Hace exactamente un mes, no veíamos la hora de que el árbitro polaco Szymon Marciniak pitara el comienzo del partido entre Argentina y Francia por la final de la Copa del Mundo de Qatar. Faltaba un día para saber si se concretaría ese deseo que coreábamos en todo momento y en todo lugar: “Quiero ganar la tercera. Quiero ser campeón mundial”.
Era la ilusión de ver a Messi, acaso en su último mundial, levantando la copa como lo había hecho Maradona, 36 años antes en México.
“Elijo creer”, era la frase que circulaba por esas horas en las redes sociales. La frase servía para incrementar esa ilusión, ese deseo construido a partir de esa identidad extraordinaria que se construyó con la selección.
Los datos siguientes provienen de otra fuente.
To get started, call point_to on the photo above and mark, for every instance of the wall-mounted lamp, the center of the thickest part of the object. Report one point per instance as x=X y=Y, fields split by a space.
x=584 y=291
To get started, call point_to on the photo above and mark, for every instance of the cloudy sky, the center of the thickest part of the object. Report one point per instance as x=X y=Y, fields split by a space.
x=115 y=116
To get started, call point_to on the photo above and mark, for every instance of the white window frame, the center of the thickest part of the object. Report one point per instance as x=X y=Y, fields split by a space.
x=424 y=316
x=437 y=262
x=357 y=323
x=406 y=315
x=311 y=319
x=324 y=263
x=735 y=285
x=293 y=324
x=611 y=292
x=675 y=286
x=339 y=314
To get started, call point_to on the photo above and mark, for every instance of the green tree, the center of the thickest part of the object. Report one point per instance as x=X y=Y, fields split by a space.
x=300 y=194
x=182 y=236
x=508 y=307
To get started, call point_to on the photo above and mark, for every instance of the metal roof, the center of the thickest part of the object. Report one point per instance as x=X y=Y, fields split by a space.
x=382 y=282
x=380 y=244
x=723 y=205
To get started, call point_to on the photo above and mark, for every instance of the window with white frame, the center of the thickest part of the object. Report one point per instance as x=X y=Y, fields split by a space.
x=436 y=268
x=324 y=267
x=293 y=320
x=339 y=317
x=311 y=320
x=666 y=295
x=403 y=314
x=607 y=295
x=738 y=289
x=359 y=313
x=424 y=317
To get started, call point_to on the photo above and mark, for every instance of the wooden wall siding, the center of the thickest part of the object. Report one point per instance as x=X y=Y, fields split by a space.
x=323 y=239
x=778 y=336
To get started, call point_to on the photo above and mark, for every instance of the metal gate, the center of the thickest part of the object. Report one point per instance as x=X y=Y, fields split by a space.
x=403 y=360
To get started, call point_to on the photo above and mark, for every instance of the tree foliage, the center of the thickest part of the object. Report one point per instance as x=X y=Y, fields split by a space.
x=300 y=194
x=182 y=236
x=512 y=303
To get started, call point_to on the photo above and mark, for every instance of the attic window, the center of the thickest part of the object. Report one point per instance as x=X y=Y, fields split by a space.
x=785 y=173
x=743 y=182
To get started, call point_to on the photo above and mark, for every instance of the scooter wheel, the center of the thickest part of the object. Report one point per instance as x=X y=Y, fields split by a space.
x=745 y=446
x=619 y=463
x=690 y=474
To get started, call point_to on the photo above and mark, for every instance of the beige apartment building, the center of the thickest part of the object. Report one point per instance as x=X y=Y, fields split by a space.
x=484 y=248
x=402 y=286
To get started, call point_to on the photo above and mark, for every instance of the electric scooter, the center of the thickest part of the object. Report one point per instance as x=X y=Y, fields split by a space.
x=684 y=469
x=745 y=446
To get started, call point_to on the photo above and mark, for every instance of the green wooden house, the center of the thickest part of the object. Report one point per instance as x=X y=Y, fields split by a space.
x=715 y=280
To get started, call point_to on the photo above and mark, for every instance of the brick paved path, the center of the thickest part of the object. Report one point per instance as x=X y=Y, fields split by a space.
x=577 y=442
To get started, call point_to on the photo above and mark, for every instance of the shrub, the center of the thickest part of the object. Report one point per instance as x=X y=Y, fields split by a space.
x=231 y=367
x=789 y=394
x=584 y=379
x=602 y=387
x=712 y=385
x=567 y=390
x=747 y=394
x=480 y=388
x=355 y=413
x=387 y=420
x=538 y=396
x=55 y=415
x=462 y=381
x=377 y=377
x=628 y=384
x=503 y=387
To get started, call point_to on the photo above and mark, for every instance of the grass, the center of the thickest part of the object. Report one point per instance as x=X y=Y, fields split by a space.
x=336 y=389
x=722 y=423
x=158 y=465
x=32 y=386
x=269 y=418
No soy cabulero, pero recuerdo haber tenido una sensación particular cuando leí que la FIFA había anunciado que el arquero francés Hugo Lloris utilizaría un buzo amarillo para disputar la final.
El recuerdo del Mundial ’78 está intacto en mí como ese buzo amarillo del arquero Jan Jongbloed de Holanda (hoy Países Bajos) desparramado y abatido mirando desde el césped como Kempes después del gol abre los brazos tratando de abrazar a esa multitud en el Monumental. Y cómo no recordar al arquero alemán Schumacher, también con buzo amarillo, impotente por no poder tapar el disparo cruzado de Burruchaga tras esa interminable corrida en el estadio Azteca para sentenciar la final en 1986. Creer o reventar.
Después llegó el día, esa final soñada, cuando nos abrazamos, lloramos de alegría, salimos a la calle, cantamos “ya ganamos la tercera”, y el gran capitán besaba la copa, esa imagen de belleza eterna.